According to DFL Chair Brian Melendez Senator Norm Coleman and Vice Presidential Nominee Sarah Palin have several things in common. They both get expensive clothes from the downtown Minneapolis Nieman Marcus store, they’re both Republican and they both are involved with Jeff Larsen. Melendez says there are differences too. Palin buys her clothes legally. Coleman apparently does not.
During the Republican National Convention held in St. Paul, Jeff Larson purchased more than $75,000 worth of clothing for Palin at the Minneapolis Neiman Marcus store. Larson is the Treasurer of Sen. Coleman’s Political Action Committee and also happens to be the landlord of Coleman’s apartment in Washington, DC. Sen. Coleman has paid Larson’s company FLS Connect more than $2 Million for political campaign services.
According to Melendez, a former Neiman Marcus employee and at least one other person have contacted a lawyer Melendez knows to tell him that wealthy GOP donor Nasser Kazeminy paid for several thousands of dollars of Sen.
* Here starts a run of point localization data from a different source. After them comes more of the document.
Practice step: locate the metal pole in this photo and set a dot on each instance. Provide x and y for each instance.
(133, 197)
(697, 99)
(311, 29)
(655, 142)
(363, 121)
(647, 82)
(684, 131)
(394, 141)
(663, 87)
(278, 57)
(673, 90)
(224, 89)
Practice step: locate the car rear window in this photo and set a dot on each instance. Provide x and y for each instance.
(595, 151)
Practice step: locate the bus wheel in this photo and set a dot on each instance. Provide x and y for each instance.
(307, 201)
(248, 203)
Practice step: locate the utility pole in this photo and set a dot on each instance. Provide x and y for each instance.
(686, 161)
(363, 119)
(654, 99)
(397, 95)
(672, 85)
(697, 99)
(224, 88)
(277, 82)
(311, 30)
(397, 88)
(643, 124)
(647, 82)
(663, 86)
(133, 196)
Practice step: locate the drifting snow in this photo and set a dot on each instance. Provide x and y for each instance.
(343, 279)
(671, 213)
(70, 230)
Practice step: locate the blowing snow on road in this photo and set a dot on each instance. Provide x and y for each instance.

Coleman’s clothing purchased at Neiman Marcus.
Senator Coleman and his staff have given very carefully worded answers to questions about what is now being referred to as “suit gate”. At one point, Coleman’s campaign manager gave the exact same evasive answer 12 times to reporters questions about “suitgate” saying only “The Senator has reported every gift he has ever received”
Below: Melendez answers reporters’ questions and text of his statement from a DFL press release.
More questions from reporters:
DFL Chair Brian Melendez made the following remarks:
What is really going on here? And will Norm Coleman finally give us some direct, honest answers?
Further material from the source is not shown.